Aile içi sorunların çoğu belki anlayışlı davranışlar, belki de zorunlu olarak “kol kırılır, yen içinde kalır” kabilinden dışarıya aksetmeyebilir. Ama, toplum içindeki gerek ferdi ve gerekse ikili üçlü taraflar nezdinde daha çok yayılma eğilimi gösterir. Hele şimdilerde sosyal medya denilen iletişim yalan yanlış olayları yıldırım hızı ile anında dünyaya ilan ediyor. Köyde yaşayan ve o anda köyündeki olaydan haberi olmayanlar, anında dünyanın öbür ucundaki bir hadiseyi internet kanalı ile anında görüyorlar. Böyle bir hızlı iletişim çağındayız. Durum böyle olunca olumlu ve olumsuz hadiseler hızla kitlelere ulaşması müspet manada insanları mutlu ederken, örneğin, kansere çare bulundu, gibi veyahut korkunç bir virüs Afrika’dan hızla dünyaya yayılıyor yalan haberi dünyada yaşayan 7 milyar insanı strese sokuyor, sinirler bozuluyor. İşte bu durumlarda olgun, kamil davranışlar, bu sıkıntı ve stresleri sakinleştiriyor ve insanlar bu stresle ve sıkıntı ile yanlış davranışları daha çok yapabiliyorlar. Bu durumlarda anlayışlı davranış demek olan müsamaha, yani hoşgörülü olmak son derece önem kazanıyor. Yani toplumsal hayatta hoşgörülü olmak çok zor olmakla beraber hadiseleri hazmederek ileri ve geleceğe yönelik zararları hesap ederek kötü olayları anlayışla karşılamak ferdi ve toplumsal huzurun sağlanmasında önemli rol oynuyor.

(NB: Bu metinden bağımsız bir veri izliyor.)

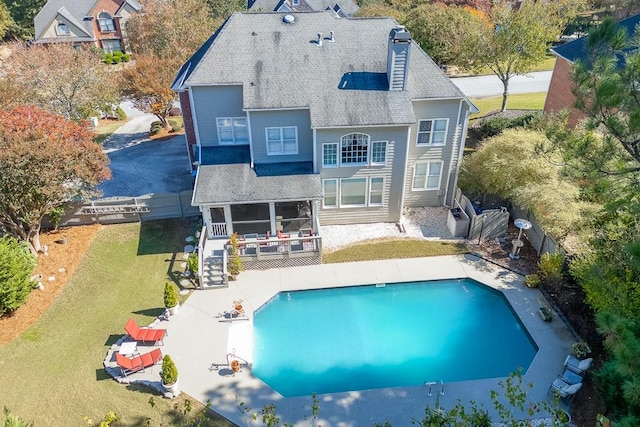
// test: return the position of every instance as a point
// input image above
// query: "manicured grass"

Örneğin; trafikte olumsuzluklar, hız konusu, bana niye otomobilin içinde yan baktın gibi basit olaylar neticesi korkunç olaylara sebep olabiliyor. Bu durumda, “hasbinallah yarabbi sen sükunet ver, innallahi meassabirin” deyip o beladan uzaklaşmak zorunludur. Bir de insanlar olayları hep kendi zaviyeleri-bakış açılarından değerlendirirler ve kendi düşünce ve zuğum (kanaat)lerine göre hadiseye bakarlar. Çocuğu ağır hasta olan bir sürücü trafikte zikzaklı hareketlerle olumsuzluklara sebebiyet veriyor. Neticede kavga çıkıyor. Çocuk otomobilde ölümle pençeleşiyor. Babası dışarıda kavga ediyor. Yani bu durumdaki insanlar empati yapsalar yani karşısındakinin durumuna kendilerini koysalar, hiçbirşey olmayacak. İşte burada sükunetle hareket etmek, hoşgörülü davranmak can kurtarıcı bir etken olmaktadır. Pişkin, olgun, sakin insanlar bu hoşgörüyü gösterirler. Hem kendilerini ve hem de olumsuz -şer- davranış yapanları da beladan kurtarırlar.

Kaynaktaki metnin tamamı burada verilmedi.